Tikur azmud, aka black cumin seeds, are often used to flavor breads and clarified butter in Ethiopia.

Associated Recipe

Injera (Ethiopian Flatbread)

Nutrition Facts (per serving)

126 Calories
10g Fat
8g Carbs
3g Protein
Nutrition Facts
Servings Per Recipe 6
Serving Size 2/3 cup
Calories 126
% Daily Value *
Total Carbohydrate 8g 3%
Dietary Fiber 4g 14%
Total Sugars 2g
Protein 3g 6%
Total Fat 10g 13%
Saturated Fat 1g 5%
Vitamin A 3442IU 69%
Vitamin C 31mg 35%
Folate 92mcg 23%
Sodium 289mg 13%
Calcium 168mg 13%
Iron 1mg 3%
Magnesium 24mg 6%
Potassium 247mg 5%

Nutrition information is calculated by a registered dietitian using an ingredient database but should be considered an estimate.

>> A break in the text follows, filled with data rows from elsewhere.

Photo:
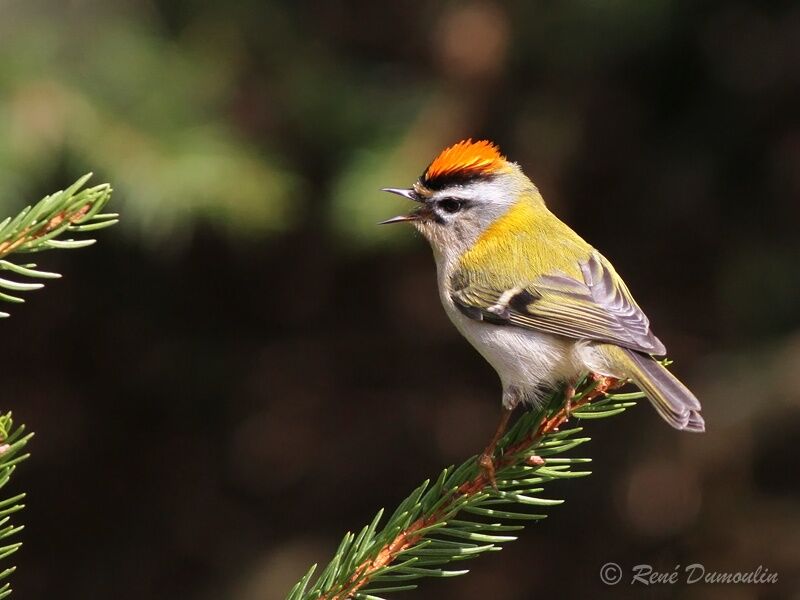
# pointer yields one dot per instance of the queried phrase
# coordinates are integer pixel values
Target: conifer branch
(12, 441)
(37, 228)
(461, 515)
(40, 227)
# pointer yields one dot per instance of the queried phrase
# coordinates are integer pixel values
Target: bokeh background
(247, 366)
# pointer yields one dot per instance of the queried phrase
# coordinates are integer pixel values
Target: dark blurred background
(247, 366)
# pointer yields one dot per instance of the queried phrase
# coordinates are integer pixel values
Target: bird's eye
(451, 205)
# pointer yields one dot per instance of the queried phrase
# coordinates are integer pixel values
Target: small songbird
(541, 305)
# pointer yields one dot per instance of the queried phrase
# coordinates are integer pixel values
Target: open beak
(405, 193)
(400, 219)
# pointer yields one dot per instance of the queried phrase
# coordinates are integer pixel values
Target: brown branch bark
(41, 229)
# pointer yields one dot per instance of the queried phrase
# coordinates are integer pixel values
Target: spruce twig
(41, 227)
(461, 515)
(35, 229)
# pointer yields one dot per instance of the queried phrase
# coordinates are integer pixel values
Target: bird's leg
(569, 394)
(486, 459)
(605, 383)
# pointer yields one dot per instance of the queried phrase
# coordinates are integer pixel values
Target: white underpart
(528, 362)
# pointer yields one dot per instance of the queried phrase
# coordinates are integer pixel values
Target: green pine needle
(41, 226)
(460, 516)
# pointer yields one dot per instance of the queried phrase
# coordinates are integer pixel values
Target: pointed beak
(404, 192)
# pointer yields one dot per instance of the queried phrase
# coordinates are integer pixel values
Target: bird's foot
(605, 383)
(569, 394)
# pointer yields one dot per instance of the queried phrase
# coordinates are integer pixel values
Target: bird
(538, 302)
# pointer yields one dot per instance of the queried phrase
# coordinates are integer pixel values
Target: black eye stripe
(451, 205)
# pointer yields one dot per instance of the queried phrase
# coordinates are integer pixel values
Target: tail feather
(673, 400)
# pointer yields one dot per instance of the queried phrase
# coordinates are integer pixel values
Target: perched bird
(539, 303)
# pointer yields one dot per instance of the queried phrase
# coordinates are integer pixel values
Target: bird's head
(466, 188)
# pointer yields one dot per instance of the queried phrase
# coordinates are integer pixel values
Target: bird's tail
(673, 400)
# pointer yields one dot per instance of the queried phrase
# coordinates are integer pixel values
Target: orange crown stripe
(466, 158)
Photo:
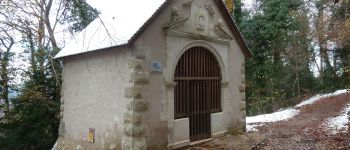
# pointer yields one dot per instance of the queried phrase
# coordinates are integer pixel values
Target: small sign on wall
(91, 135)
(156, 66)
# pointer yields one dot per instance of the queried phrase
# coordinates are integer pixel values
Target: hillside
(320, 122)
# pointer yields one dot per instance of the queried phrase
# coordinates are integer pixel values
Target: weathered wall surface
(166, 43)
(93, 96)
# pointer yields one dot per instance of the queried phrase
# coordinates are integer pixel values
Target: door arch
(198, 90)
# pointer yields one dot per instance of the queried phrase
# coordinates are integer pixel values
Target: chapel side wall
(93, 96)
(236, 73)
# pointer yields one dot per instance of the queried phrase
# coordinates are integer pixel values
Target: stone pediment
(198, 19)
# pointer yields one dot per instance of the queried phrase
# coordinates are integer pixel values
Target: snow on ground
(340, 123)
(319, 97)
(274, 117)
(335, 123)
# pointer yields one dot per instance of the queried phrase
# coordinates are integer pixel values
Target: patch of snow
(252, 127)
(54, 147)
(319, 97)
(339, 123)
(274, 117)
(118, 21)
(335, 124)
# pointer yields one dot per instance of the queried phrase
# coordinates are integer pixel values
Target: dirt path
(305, 131)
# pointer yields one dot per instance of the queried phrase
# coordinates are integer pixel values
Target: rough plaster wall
(154, 45)
(94, 98)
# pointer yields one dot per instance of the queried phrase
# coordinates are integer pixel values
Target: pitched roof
(121, 26)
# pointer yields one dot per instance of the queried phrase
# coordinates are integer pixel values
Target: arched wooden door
(198, 90)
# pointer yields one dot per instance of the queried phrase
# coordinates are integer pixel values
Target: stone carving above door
(199, 19)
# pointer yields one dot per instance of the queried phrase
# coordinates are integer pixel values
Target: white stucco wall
(94, 98)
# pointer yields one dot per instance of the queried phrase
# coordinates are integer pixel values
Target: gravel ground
(305, 131)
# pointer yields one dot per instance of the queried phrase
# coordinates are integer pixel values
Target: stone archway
(197, 93)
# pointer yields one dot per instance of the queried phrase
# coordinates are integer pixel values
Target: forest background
(299, 48)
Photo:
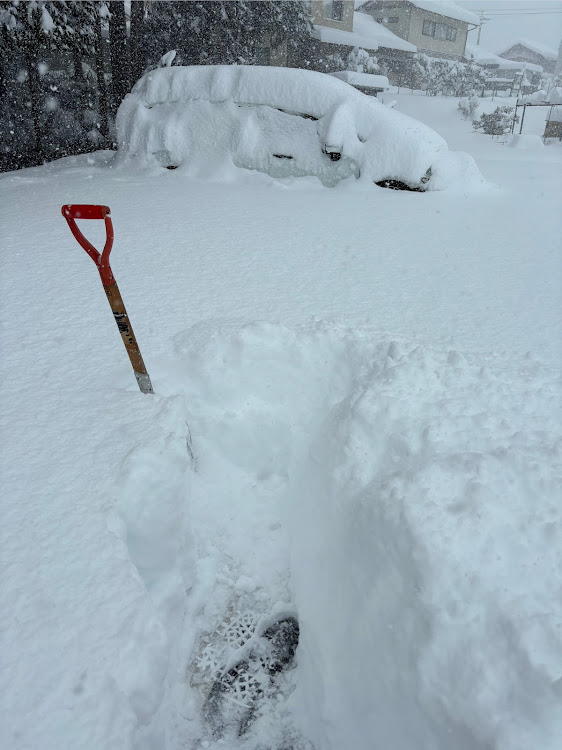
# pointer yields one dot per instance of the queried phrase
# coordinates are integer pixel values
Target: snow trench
(398, 500)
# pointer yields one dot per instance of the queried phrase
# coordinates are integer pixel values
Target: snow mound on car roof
(197, 114)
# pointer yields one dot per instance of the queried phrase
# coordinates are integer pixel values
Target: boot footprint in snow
(234, 698)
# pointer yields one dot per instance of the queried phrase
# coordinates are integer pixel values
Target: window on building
(334, 10)
(439, 31)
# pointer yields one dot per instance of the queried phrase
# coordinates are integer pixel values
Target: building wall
(431, 44)
(409, 26)
(320, 14)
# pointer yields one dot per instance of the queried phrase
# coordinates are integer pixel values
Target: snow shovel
(73, 212)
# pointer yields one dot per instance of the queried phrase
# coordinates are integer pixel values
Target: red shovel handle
(73, 212)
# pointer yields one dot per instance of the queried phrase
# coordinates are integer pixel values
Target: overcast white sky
(535, 20)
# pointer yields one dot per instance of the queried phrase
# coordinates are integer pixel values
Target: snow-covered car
(285, 122)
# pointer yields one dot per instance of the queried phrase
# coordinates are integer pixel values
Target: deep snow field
(371, 380)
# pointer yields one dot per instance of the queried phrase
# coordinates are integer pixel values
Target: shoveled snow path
(95, 540)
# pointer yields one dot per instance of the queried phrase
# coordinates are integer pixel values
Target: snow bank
(98, 597)
(530, 142)
(201, 115)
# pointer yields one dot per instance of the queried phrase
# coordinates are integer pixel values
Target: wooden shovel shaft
(126, 330)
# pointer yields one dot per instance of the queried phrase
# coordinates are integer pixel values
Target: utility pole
(483, 20)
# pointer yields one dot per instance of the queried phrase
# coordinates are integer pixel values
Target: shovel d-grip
(73, 212)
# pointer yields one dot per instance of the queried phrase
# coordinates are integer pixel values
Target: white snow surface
(362, 79)
(196, 116)
(367, 33)
(485, 57)
(371, 381)
(540, 49)
(447, 8)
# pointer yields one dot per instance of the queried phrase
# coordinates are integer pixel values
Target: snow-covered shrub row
(468, 106)
(497, 122)
(284, 122)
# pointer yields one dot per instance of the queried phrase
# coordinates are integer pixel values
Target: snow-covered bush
(451, 77)
(497, 122)
(468, 106)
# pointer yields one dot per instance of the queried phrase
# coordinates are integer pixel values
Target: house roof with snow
(367, 33)
(539, 49)
(365, 80)
(441, 7)
(446, 8)
(485, 57)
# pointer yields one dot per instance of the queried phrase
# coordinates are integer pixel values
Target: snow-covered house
(439, 28)
(531, 52)
(339, 37)
(523, 77)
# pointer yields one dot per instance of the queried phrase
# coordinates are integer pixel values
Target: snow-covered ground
(371, 384)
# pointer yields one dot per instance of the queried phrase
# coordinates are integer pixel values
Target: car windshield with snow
(283, 122)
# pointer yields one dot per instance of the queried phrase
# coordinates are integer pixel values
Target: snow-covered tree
(468, 106)
(497, 122)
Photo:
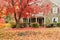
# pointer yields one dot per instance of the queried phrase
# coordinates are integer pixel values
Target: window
(55, 10)
(54, 19)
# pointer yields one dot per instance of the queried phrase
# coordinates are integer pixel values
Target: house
(52, 16)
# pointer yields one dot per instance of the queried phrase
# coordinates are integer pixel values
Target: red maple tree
(20, 8)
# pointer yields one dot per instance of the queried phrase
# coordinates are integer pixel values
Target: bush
(35, 25)
(58, 24)
(50, 25)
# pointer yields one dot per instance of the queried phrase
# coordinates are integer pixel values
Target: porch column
(36, 19)
(44, 20)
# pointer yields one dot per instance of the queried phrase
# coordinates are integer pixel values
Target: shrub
(50, 25)
(35, 25)
(58, 24)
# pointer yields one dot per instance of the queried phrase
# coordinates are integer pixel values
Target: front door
(40, 20)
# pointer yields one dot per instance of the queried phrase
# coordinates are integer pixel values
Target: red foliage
(33, 9)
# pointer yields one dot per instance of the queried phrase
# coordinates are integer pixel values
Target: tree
(20, 7)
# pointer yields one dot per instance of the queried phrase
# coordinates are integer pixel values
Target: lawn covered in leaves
(30, 34)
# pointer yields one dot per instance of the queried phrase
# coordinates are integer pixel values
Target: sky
(57, 2)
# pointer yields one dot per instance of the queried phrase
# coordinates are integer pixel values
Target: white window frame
(55, 10)
(56, 19)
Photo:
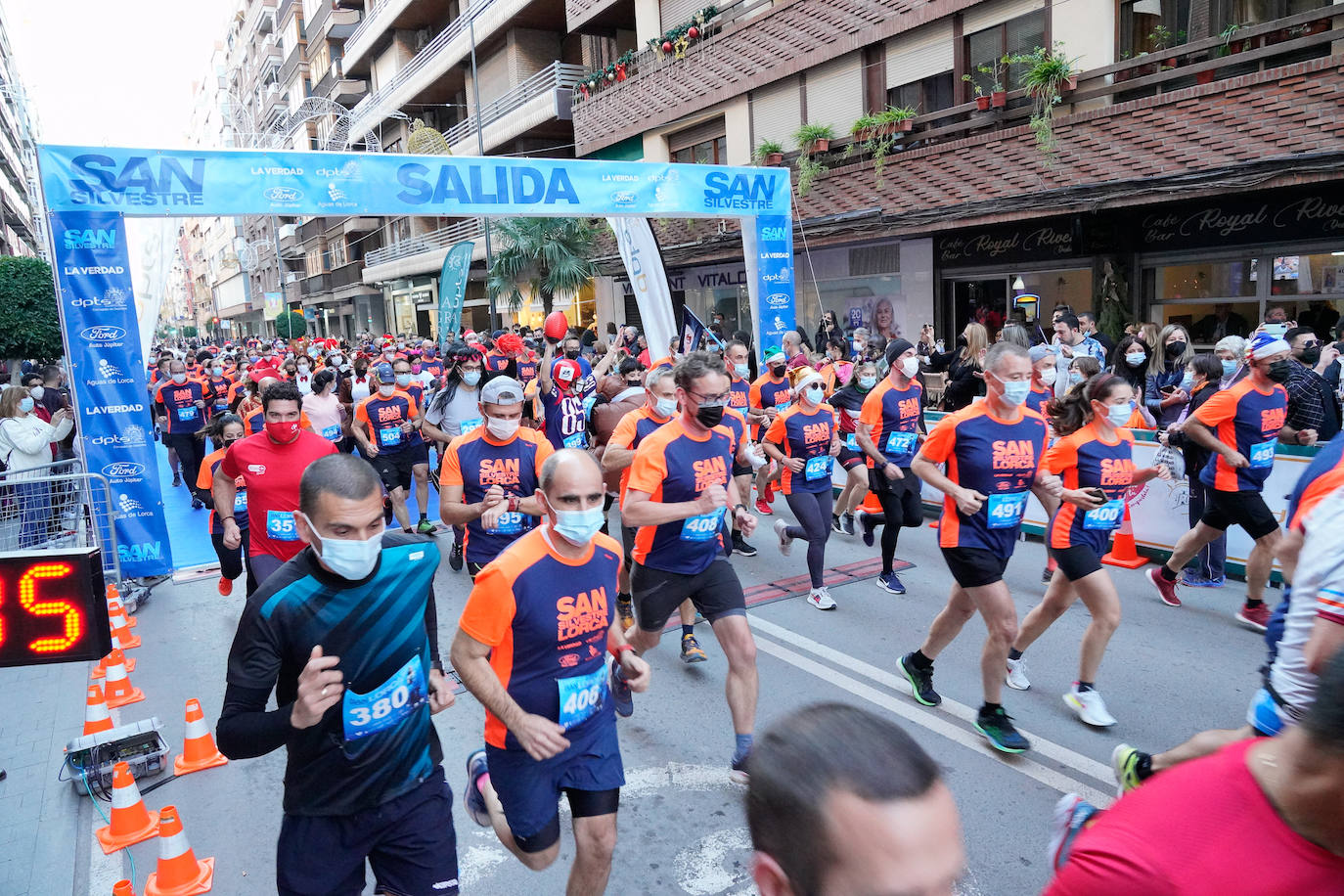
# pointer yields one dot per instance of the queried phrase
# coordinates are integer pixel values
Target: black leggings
(232, 561)
(813, 512)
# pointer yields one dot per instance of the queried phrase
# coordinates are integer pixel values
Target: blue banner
(198, 183)
(101, 334)
(452, 291)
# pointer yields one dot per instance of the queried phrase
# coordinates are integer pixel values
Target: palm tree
(549, 254)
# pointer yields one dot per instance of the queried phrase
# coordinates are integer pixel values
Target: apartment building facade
(22, 231)
(1195, 164)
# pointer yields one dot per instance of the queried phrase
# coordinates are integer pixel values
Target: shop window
(1148, 25)
(1010, 38)
(923, 96)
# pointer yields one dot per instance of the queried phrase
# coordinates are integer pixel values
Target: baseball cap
(502, 389)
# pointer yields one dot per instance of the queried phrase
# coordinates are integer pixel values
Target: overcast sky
(113, 72)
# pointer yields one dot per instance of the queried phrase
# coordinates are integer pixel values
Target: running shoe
(1124, 765)
(920, 681)
(820, 598)
(1016, 677)
(621, 696)
(1165, 590)
(999, 730)
(471, 799)
(890, 582)
(1091, 707)
(1070, 819)
(691, 649)
(1254, 618)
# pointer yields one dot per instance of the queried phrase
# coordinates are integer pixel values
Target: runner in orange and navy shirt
(1095, 457)
(678, 493)
(491, 473)
(387, 427)
(531, 647)
(992, 450)
(769, 395)
(888, 434)
(804, 442)
(1240, 426)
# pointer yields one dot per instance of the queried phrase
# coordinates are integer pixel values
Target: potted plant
(768, 152)
(981, 100)
(813, 139)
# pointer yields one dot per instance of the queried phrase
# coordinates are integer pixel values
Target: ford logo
(103, 334)
(283, 194)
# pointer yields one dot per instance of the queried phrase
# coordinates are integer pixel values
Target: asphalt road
(1170, 672)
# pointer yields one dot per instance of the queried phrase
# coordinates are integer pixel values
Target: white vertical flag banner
(648, 280)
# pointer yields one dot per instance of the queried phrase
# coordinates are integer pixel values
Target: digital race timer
(53, 607)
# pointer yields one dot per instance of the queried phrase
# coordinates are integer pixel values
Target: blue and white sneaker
(891, 583)
(471, 798)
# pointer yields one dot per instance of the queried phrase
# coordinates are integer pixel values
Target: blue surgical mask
(1120, 414)
(578, 527)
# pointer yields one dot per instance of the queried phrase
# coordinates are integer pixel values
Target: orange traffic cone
(1122, 553)
(198, 751)
(118, 688)
(130, 821)
(179, 874)
(96, 712)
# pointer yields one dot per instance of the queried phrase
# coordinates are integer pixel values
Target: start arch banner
(90, 190)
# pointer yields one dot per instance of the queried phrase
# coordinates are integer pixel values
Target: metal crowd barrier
(60, 506)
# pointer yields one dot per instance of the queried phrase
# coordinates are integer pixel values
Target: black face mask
(710, 416)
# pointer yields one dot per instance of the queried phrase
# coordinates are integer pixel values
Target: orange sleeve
(1060, 456)
(452, 471)
(1219, 409)
(624, 432)
(650, 468)
(941, 441)
(489, 608)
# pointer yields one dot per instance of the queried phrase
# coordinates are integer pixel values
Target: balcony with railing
(431, 62)
(542, 98)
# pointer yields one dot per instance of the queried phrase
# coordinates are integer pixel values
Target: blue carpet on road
(187, 528)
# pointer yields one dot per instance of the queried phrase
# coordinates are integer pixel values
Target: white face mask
(502, 430)
(351, 559)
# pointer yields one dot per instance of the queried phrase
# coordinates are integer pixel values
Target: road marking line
(1052, 778)
(1063, 755)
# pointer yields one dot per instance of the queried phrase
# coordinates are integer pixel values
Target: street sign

* Daily Values (DVs) are the recommended amounts of nutrients to consume each day. Percent Daily Value (%DV) found on nutrition labels tells you how much a serving of a particular food or recipe contributes to each of those total recommended amounts. Per the Food and Drug Administration (FDA), the daily value is based on a standard 2,000 calorie diet. Depending on your calorie needs or if you have a health condition, you may need more or less of particular nutrients. (For example, it’s recommended that people following a heart-healthy diet eat less sodium on a daily basis compared to those following a standard diet.)

(-) Information is not currently available for this nutrient. If you are following a special diet for medical reasons, be sure to consult with your primary care provider or a registered dietitian to better understand your personal nutrition needs.